One of the favorite finds in the bag that gets a lot of feedback are concord grapes. Customers respond that they didn’t think that “grape juice flavor” was real. They didn’t know that there is a real fruit that tastes like a concord grape or that the concord grape flavor they loved in processed fruit drinks was derived from a real grape. Employers hope that teaching their employees to eat fresh minimally processed foods will help improve the over all health of their workforce.
Donna leverages her bag system to support new markets for farmers. Having a consistent customer base with Donna helps unusual products find their way to restaurants and other markets. Farmers can risk planting the unusual and the risky knowing they have a market with Donna. Customers have their food world expanded by allowing Field Goods to curate their groceries.
Local farmers tried the unusual caraflex “Cone Head” Cabbage, which is sweeter and thinner than standard cabbage and is what is used to make authentic german sauerkraut. Farmers discovered that the unusual shape kept it from selling well at Farmer’s Markets. Donna stepped in and bought quantities of the cabbage and sent them to her clients. Customers learned what to do with the odd shaped veggie through recipes on Field Goods’ website and enjoyed learning how to cook the odd yet delicious cabbage.

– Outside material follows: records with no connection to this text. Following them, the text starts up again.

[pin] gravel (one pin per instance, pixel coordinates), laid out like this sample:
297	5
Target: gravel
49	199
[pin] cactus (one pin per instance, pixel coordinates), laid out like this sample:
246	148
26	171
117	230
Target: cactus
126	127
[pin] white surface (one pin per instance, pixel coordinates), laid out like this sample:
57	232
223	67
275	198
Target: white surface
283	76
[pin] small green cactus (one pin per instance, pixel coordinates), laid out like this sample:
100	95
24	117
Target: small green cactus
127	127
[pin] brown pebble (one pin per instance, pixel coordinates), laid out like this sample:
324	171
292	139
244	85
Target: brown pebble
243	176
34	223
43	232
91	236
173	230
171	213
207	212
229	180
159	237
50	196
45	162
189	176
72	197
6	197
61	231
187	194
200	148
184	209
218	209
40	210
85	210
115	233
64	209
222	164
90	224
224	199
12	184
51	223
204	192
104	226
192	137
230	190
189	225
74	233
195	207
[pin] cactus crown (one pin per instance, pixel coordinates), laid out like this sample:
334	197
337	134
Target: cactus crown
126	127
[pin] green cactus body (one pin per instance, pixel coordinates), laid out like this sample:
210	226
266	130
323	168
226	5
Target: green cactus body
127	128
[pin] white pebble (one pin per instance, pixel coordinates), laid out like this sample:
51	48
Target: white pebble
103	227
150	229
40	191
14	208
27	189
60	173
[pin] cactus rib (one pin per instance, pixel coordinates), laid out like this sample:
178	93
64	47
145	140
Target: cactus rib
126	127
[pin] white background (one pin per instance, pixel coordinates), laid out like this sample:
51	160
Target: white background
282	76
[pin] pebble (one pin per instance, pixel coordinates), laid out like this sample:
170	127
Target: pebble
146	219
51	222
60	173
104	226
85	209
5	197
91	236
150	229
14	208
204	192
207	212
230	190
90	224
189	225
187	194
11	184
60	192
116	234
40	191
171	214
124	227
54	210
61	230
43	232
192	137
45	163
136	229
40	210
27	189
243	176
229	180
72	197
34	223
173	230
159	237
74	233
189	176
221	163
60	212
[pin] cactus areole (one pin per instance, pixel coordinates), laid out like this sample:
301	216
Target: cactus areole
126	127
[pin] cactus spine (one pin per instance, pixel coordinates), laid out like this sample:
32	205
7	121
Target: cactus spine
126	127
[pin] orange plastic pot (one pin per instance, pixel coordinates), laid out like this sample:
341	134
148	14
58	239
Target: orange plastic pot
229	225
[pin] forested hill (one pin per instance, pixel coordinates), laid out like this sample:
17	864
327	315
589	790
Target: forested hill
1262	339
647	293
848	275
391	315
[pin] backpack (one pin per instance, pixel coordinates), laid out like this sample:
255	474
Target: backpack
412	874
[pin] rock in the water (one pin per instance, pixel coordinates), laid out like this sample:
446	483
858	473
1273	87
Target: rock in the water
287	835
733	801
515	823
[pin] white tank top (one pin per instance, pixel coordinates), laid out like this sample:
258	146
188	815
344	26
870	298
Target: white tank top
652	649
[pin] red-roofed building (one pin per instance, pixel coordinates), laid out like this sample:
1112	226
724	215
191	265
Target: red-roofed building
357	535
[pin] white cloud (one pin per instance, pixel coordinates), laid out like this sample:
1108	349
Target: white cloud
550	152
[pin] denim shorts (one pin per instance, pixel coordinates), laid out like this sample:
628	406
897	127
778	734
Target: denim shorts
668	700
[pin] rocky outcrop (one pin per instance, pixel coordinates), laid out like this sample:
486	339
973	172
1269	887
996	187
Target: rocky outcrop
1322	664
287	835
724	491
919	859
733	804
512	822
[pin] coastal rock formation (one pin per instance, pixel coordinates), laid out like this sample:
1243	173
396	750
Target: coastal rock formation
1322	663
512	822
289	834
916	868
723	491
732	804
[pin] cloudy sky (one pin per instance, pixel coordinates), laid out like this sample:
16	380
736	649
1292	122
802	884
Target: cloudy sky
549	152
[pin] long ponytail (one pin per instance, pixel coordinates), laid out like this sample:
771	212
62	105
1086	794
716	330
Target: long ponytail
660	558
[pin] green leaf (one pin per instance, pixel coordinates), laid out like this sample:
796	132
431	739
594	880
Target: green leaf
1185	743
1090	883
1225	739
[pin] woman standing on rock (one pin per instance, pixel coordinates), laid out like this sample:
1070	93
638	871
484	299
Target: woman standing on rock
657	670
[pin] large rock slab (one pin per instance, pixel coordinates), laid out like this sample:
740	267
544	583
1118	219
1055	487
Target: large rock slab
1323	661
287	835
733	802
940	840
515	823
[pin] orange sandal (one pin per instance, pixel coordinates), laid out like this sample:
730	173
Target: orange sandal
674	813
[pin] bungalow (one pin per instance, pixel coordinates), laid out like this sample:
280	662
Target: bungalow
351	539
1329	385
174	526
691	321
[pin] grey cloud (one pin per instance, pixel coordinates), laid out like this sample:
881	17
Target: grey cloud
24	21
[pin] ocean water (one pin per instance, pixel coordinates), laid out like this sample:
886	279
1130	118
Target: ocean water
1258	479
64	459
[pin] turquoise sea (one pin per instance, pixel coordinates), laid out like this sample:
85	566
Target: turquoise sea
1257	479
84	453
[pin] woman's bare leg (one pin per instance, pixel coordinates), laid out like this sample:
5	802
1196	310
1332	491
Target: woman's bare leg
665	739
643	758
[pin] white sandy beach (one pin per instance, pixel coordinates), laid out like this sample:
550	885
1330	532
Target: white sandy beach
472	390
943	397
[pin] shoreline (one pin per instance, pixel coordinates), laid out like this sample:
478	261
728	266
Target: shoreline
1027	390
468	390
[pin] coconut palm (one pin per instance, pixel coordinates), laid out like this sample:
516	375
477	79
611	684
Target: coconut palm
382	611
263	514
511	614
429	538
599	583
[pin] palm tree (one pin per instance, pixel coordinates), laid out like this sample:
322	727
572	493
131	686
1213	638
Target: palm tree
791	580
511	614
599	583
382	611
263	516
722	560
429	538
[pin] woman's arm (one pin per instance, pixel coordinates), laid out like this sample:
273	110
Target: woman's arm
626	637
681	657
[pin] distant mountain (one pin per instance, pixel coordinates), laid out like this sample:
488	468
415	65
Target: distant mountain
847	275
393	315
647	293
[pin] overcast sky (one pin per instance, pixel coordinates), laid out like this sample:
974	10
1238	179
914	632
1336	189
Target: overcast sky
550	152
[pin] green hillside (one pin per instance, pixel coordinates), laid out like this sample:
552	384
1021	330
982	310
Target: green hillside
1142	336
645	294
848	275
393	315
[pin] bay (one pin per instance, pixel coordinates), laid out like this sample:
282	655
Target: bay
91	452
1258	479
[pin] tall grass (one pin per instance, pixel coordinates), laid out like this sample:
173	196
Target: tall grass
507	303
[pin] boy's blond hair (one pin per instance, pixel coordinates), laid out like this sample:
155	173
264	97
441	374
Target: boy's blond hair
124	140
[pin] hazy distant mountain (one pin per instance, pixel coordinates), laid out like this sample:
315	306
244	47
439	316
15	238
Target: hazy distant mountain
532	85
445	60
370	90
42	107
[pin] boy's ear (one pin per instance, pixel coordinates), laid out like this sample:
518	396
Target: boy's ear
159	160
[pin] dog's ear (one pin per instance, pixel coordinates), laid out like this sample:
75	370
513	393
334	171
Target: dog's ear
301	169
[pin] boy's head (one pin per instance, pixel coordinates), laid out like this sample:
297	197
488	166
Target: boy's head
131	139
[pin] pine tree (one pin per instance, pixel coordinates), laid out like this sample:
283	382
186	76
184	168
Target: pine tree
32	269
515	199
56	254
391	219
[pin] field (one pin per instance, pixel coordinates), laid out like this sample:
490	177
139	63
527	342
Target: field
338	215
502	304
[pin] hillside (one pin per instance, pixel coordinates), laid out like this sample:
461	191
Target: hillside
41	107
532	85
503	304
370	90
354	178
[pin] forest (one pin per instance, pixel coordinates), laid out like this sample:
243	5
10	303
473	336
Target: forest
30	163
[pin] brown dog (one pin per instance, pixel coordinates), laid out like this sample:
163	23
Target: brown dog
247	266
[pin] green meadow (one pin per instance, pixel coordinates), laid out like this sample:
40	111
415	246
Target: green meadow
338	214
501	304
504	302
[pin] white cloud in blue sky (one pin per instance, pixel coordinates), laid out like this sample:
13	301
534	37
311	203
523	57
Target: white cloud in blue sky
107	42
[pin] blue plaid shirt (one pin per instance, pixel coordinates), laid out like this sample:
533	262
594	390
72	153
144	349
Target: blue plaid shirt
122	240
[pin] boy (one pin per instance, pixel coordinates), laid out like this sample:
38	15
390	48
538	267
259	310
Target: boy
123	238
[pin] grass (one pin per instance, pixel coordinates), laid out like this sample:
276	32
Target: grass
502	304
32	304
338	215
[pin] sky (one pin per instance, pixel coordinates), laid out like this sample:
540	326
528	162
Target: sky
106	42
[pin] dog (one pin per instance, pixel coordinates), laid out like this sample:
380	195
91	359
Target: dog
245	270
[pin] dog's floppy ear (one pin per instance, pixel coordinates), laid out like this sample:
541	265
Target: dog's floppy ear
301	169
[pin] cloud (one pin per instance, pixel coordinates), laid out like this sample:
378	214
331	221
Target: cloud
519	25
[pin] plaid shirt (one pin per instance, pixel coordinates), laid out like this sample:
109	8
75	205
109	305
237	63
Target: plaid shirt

Health Study Collaboration
Field Goods’ unique business model may result in health changes for customers. The Sage Colleges is currently conducting a new customers’ Diet Study. They are looking for answers to the question “Does a member program like Field Goods change members’ diet and are they healthier?” Results are being tallied and will be shared on the Field Goods website.
Another benefit of removing choice is reducing waste. In the bag share system there is very little waste because Field Goods selects the items in the bag for the customer. Field Goods sells products that a grocery stores can’t sell. Like dirty carrots. The dirt helps maintain the shelf life and reduces the spread of food borne illnesses. Members wash them at home. (Washing at home also helps reduce diseases spread by water.) Carrots of all shapes and sizes are put in the bags rather than the specific size and shape carrots that are traditionally found in commercial bagged carrots. Grocery stores also have to guess and over buy in anticipation of what consumers will choose and what consumers will reject. Donnapretty much knows how much each member is getting and what they are getting. By reducing outdated and rejected food they feel they increase value.
We asked what percentage of produce Field Goods buys is organic. Donna responded that organic food accounted for 20% certified, 40% in practice, 20% IPM and 20% conventional. Of the conventional growers they are small farmers so they hand harvest and therefore have a stake in keeping it low spray.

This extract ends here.